THE SPECIALISTS NXT WEEKLY RANKINGS & EVALUATION 7/4 - Week 3: Latest impressions from New NXT cast
Jul 10, 2012 - 9:00:07 PM
PLEASE TAKE A MOMENT TO BOOKMARK US & VISIT US DAILY
NXT Weekly Rankings & Evaluation
By George Chiverton, PWTorch NXT specialist
Before I forget, I've set up a Twitter page exclusively for my wrestling interests as frankly you don't need my personal life on my timeline and personal life people treat wrestling like plague. Hence @PWChiverton is open for business. Feel free to follow, message, and generally give me some feedback.
NXT Evaluations - Episode: July 4, 2012 - Week 3
Down to business: NXT firstly contained a noticeably thinned-out audience this week, which perhaps detracted from the atmosphere especially when compared to the first two weeks of the new series.

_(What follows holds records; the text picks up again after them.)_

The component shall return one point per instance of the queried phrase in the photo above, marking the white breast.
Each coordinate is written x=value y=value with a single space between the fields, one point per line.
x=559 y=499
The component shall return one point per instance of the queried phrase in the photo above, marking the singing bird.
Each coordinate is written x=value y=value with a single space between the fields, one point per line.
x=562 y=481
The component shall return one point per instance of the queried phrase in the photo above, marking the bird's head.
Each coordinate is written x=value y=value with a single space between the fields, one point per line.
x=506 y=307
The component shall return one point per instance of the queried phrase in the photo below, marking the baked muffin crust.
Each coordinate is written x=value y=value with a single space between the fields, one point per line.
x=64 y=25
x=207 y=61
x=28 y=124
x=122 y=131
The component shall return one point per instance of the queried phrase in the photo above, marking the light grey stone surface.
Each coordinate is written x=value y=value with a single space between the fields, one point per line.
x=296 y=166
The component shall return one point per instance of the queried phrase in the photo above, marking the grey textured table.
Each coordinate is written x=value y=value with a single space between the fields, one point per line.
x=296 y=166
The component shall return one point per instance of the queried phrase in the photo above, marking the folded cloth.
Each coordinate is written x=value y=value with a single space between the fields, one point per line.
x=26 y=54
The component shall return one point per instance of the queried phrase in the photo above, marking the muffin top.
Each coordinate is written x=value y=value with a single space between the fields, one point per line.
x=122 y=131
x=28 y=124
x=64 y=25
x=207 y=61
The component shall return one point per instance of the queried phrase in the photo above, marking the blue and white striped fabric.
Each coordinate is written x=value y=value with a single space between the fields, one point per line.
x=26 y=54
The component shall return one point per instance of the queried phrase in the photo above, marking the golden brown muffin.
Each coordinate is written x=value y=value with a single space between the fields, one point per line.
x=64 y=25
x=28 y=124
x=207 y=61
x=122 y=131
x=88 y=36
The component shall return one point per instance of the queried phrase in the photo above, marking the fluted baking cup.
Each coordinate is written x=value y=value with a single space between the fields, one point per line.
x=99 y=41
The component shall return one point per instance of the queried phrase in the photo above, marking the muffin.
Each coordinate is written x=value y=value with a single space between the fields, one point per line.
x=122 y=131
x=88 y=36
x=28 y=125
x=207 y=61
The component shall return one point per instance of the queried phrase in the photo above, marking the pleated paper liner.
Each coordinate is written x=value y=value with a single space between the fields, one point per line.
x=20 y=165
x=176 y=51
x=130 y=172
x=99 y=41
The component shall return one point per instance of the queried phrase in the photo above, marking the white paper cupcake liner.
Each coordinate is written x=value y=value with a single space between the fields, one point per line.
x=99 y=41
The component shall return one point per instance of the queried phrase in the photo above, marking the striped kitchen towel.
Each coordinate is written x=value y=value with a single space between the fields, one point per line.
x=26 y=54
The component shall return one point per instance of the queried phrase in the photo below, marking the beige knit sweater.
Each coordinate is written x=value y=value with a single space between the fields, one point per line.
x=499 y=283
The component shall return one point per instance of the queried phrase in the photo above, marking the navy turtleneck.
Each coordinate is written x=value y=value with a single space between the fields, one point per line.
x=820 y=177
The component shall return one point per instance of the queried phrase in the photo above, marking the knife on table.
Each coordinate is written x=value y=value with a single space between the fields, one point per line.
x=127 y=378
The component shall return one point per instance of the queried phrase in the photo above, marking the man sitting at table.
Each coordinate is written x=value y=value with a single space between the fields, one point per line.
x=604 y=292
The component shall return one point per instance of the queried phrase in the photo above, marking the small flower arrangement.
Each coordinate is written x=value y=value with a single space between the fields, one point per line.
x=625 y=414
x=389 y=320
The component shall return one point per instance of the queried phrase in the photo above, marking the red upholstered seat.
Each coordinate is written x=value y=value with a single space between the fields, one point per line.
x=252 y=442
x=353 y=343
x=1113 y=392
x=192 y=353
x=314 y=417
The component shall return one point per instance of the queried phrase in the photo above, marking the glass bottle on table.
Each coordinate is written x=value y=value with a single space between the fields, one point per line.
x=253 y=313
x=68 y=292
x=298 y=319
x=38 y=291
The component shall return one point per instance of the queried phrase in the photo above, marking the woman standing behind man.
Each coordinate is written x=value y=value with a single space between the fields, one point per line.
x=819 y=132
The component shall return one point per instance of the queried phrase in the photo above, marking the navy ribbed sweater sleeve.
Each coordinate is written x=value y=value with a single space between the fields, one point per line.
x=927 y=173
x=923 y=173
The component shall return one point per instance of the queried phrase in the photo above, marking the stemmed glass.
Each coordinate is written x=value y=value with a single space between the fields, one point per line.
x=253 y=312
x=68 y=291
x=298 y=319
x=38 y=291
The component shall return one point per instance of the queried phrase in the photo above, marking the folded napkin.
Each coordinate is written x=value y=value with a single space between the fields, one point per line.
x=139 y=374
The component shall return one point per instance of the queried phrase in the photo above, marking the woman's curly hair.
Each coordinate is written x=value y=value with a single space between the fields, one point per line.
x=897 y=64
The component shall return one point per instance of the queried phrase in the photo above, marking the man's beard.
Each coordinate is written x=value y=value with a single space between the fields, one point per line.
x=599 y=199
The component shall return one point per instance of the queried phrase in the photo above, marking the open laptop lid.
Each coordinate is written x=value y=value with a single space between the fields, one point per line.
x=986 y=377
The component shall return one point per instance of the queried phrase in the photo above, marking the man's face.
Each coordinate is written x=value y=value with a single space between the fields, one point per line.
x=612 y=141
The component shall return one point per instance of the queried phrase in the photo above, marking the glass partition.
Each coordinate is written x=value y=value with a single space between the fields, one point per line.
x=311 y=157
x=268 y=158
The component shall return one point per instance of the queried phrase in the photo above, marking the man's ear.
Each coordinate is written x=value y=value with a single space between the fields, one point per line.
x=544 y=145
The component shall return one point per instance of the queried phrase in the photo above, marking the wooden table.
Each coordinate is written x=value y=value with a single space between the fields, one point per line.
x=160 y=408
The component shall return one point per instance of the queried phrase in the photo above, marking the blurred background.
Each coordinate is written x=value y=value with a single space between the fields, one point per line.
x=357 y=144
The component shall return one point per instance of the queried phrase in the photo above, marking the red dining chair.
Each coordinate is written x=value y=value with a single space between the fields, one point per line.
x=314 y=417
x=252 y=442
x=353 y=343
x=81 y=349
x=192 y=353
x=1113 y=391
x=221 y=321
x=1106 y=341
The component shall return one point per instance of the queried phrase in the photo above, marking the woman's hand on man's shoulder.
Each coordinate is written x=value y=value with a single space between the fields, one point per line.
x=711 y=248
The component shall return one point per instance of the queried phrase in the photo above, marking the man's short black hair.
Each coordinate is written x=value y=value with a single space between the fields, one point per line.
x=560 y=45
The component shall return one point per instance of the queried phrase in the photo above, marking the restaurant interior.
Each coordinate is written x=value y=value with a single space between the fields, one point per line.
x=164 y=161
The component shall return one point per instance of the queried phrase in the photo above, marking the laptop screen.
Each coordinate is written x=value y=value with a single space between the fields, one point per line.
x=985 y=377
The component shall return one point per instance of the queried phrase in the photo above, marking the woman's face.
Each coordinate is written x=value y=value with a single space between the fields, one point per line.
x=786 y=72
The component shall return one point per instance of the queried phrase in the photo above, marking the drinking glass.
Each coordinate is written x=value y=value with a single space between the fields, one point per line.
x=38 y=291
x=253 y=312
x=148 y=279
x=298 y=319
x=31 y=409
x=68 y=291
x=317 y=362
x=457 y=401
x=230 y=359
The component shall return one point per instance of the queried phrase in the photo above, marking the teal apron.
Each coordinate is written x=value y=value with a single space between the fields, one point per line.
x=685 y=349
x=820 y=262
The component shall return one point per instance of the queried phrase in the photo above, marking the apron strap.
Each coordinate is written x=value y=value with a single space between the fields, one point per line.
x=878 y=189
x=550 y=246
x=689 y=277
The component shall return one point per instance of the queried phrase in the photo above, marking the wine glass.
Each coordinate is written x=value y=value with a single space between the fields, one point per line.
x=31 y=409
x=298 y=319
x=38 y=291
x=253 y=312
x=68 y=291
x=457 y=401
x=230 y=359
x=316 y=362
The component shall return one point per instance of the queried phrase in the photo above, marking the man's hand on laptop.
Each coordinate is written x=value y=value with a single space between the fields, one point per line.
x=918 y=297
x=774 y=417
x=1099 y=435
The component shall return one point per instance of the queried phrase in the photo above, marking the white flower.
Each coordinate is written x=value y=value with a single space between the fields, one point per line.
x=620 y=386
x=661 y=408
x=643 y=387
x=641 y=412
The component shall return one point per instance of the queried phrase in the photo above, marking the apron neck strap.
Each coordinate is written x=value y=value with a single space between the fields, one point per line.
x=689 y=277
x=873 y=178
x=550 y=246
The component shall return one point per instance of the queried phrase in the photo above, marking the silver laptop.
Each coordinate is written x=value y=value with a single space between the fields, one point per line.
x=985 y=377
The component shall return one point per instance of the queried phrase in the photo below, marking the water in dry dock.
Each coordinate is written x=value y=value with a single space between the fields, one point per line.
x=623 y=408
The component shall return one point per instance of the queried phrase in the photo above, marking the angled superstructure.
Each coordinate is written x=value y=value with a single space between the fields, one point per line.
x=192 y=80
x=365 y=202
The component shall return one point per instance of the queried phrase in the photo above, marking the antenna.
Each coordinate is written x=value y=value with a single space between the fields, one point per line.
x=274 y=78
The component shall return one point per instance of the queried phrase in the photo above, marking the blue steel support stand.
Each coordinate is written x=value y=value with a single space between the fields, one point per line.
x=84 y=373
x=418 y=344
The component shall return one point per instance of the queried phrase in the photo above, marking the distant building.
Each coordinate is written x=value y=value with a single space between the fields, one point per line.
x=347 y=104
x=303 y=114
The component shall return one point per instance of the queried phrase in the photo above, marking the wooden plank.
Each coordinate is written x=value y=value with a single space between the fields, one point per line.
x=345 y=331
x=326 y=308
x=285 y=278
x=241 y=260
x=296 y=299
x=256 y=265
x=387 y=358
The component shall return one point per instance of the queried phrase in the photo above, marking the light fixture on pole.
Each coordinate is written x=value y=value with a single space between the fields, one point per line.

Hopefully the lesson is learned to reign in the tapings from three shows to two and perhaps a dark match. A majority of the smaller crowd was still hot, though, so credit for that.
- This week opened with a match between Paige and Sofia Cortez, who are weirdly two Divas I know my fair share about. Sofia, on ring introduction, was a complete unknown, but it turns out she is Ivelisse Velez from the most recent series of Tough Enough. You know, Ivelisse? Okay, it's not a name that springs to mind, but to jog your memory, as she was the promising and well-traveled blond wrestler who was injured by Alicia Fox's sister. Yes, that one. I know, it's so obvious. Paige, on the other hand, is a British Diva who I saw under the name Britani Knight wrestling her mother Sweet Soraya. Soraya has been a mainstay of British Women's Wrestling, so Paige could not have better training, in my opinion. She's talented, beautiful, and British. I didn't know that was possible.
The match betweeen the Sofia and Paige was very strong, indeed, and likely one of the better Divas matches WWE will put on all year. Both competitors are prize talents and their part in NXT certainly for me indicates WWE is beginning to come around to the idea that Women's Wrestling (with the emphasis on "wrestling") is much better than Women's "Train to be a Catwalk Model but learn an armdrag"-ing. I sure hope so. On specifics, Paige is very strong and served as the dominant of the two Divas. She hit some wicked chops and slaps that got the entire crowd ooing and ahhing, with some of them even wabloobaing. As for Sofia, she is athletic, agile, and nailed a wicked-looking wheelbarrow DDT to put Paige away. The move was executed perfectly, with it looking brutal while actually being perfectly clean and professional. It was super, as was the match. A great debut for both women.
- Up next was Camacho, with Hunico, against Seth Rollins. Camacho is at current in a state of flux for me, as he needs to move on from crony before being considered seriously. Having said that, he works well as an enforcer for Hunico. My biggest problem with Camacho is not his fault, it's WWE's. He's symptomatic of WWE's issues with race and Samoans over the years. Allow me to explain: given that Camacho isn't white or black, WWE believes (as they did with Yokozuna, for example) that his racial identity is basically interchangeable to suit their needs. It always makes me uncomfortable seeing him wearing the big sunglasses and hat to cover up his identity; he deserves better. The sooner this is addressed, the better, in my opinion.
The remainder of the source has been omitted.